I would suggest that the take-out is brands feel they are able to latch on to public events without being seen as jumping on a bandwagon created by an individual. Conversely, the public don't mind a copy cat campaign if it's in a good cause. I'd also suggest that even though they talk about real-time marketing, few brands are set up to achieve it. When the world is leaning forward to watch a spectacle, so too are the brands. At other times, they are off guard and don't see an opportunity when it arises. 

I also wonder if it tells us something about social. When a brand can walk away from social with an engagement rate of 1% and say it did ok, surely that tells us the vast majority of people on social don't want to be sold to or made aware of a brand, they want to share experiences and banter with their social circle. 

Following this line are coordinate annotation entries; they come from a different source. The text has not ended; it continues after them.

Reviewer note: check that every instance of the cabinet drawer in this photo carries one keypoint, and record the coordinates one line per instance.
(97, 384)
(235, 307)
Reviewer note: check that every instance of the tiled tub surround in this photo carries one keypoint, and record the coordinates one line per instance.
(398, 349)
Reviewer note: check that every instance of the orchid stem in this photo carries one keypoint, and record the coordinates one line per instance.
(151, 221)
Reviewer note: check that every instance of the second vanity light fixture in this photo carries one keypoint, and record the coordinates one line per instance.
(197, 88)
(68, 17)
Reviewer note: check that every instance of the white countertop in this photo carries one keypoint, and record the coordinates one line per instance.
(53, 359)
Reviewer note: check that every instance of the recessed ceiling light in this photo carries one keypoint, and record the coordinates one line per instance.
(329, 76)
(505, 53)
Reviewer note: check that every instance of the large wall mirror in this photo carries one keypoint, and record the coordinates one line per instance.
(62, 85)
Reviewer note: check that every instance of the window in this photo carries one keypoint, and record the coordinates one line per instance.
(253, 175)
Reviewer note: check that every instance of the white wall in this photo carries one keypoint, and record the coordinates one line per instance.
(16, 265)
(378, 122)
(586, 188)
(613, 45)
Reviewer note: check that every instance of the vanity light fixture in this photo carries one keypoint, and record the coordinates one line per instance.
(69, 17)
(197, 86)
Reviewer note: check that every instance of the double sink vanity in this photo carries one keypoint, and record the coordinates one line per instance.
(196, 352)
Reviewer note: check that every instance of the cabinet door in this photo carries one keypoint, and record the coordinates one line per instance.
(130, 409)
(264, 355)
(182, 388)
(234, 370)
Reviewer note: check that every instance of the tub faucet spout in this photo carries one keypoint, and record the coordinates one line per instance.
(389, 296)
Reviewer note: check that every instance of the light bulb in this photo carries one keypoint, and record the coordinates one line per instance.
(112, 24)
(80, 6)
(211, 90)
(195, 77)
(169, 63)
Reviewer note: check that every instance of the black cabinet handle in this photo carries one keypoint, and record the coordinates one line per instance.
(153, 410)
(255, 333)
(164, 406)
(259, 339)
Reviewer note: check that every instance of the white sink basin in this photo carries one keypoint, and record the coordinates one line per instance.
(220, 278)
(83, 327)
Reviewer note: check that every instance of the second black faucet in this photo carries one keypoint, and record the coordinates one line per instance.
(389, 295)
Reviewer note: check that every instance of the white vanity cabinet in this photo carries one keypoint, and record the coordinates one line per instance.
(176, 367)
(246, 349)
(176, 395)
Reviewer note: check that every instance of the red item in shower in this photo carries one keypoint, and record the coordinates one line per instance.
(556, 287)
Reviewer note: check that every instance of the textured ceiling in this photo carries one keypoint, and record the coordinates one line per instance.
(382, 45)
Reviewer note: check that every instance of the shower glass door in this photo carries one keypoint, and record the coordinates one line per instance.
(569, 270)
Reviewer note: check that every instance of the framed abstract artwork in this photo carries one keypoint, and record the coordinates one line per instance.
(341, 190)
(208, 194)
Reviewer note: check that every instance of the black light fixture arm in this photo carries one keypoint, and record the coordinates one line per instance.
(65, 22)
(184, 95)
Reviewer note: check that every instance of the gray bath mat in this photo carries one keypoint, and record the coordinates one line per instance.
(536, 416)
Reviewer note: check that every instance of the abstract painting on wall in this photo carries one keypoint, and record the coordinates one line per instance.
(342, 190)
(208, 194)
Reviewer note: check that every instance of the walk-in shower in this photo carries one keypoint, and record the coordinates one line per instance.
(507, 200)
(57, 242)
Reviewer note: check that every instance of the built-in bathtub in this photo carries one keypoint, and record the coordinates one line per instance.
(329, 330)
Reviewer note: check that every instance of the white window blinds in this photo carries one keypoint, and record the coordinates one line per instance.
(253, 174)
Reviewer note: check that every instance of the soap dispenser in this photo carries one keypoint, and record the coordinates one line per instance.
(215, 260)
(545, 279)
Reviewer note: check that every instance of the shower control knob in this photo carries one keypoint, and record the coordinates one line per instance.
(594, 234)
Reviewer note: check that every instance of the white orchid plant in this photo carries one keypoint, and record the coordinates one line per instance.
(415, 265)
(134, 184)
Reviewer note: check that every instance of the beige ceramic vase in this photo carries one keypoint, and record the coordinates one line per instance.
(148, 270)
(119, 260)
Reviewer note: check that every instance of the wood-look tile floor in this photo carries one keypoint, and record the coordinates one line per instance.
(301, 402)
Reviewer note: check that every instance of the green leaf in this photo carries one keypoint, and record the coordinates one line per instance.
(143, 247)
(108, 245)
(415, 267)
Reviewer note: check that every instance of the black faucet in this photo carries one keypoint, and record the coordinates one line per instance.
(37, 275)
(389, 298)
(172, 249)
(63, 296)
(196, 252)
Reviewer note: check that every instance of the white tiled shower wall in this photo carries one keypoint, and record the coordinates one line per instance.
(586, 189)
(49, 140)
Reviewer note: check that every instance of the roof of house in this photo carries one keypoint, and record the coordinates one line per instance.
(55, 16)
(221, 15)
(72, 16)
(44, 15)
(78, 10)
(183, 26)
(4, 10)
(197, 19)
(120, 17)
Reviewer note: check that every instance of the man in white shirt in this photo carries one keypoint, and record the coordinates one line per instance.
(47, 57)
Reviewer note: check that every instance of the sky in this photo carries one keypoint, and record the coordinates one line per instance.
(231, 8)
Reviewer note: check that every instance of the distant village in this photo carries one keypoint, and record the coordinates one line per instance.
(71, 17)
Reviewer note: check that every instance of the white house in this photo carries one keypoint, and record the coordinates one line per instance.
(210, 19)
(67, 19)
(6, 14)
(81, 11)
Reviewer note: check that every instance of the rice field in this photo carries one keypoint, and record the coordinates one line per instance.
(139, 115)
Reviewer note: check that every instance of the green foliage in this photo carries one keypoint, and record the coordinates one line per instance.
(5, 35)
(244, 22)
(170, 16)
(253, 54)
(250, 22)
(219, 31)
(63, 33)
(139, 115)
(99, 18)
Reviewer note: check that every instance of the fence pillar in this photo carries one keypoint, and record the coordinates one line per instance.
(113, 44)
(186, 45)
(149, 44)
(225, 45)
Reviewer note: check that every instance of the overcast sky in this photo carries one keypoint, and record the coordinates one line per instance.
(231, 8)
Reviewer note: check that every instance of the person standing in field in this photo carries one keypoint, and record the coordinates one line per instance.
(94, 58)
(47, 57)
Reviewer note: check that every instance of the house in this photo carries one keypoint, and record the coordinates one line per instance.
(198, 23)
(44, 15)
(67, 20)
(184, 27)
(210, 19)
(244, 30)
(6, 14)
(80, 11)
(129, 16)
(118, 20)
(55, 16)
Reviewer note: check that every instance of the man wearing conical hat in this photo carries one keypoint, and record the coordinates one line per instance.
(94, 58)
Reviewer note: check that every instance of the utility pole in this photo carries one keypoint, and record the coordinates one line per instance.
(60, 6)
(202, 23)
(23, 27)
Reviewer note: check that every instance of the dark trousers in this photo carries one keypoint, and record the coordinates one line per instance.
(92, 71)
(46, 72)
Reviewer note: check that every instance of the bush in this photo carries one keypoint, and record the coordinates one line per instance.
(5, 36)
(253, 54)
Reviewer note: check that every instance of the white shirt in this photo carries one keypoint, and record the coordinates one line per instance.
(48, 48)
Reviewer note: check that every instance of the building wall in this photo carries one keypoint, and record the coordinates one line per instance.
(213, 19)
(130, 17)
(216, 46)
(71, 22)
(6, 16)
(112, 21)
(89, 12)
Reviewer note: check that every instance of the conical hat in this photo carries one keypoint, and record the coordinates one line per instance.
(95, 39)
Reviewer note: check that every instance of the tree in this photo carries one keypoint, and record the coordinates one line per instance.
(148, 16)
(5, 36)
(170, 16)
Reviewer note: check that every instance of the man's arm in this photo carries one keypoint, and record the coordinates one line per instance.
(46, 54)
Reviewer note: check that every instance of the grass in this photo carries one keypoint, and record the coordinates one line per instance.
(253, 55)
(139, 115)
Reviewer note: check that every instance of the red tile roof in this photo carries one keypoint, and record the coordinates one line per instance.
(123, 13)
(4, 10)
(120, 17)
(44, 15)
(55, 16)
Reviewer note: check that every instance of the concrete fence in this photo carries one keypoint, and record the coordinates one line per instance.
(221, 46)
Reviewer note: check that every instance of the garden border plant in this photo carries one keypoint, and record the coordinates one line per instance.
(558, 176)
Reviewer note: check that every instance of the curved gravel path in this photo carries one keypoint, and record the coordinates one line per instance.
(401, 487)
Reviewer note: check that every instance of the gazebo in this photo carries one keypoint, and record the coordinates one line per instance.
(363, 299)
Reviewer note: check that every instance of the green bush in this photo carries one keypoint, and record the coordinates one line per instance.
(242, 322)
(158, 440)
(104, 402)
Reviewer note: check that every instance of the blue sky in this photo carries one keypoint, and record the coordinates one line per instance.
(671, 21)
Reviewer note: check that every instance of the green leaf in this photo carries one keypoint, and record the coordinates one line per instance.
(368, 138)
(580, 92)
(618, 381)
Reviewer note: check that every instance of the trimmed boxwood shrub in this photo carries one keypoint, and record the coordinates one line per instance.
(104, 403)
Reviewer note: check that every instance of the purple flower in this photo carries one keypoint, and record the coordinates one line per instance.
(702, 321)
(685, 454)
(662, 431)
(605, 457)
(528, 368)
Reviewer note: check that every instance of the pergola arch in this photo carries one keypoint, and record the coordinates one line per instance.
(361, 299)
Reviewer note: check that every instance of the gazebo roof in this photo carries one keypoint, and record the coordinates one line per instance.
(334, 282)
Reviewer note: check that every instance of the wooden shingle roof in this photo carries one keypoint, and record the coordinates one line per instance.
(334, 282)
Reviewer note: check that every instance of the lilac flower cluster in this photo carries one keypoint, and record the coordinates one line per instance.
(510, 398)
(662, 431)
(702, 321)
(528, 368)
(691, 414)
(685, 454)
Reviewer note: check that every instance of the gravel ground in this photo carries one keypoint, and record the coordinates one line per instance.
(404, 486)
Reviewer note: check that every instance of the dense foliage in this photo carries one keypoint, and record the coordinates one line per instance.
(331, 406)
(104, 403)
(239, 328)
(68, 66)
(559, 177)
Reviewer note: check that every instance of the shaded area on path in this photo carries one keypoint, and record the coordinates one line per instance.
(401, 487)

This can surely be challenged, though, can't it? If brands use a little more ingenuity. A beer brand could've had a field day with a joke about white and gold (the head of the beer, the body of the beer), a bookie could've laid out joke odds for which colour it was. Specsavers could've jumped in, surely? It's not for me to tell them what to do but when my daughter showed me the original picture last week, I knew it would be massive and was expecting some jovial prank pictures from brands. Instead, its a charity once again which has taken the bold move to ride the phenomenon and add another slide to presentations on social media that go beyond the #IceBucketChallenge and #nomakeupselfie. 

The take-outs then are as we expected. Social is about personal connections and brands are very much the outside visitor in our conversations with one another. It means charities are better placed to act in real-time but it also shows a massive opportunity for brands to break through from the background and get us actively sharing their content. It seems odd that this is the game brands are generally playing yet leave it to the charities to show them the way.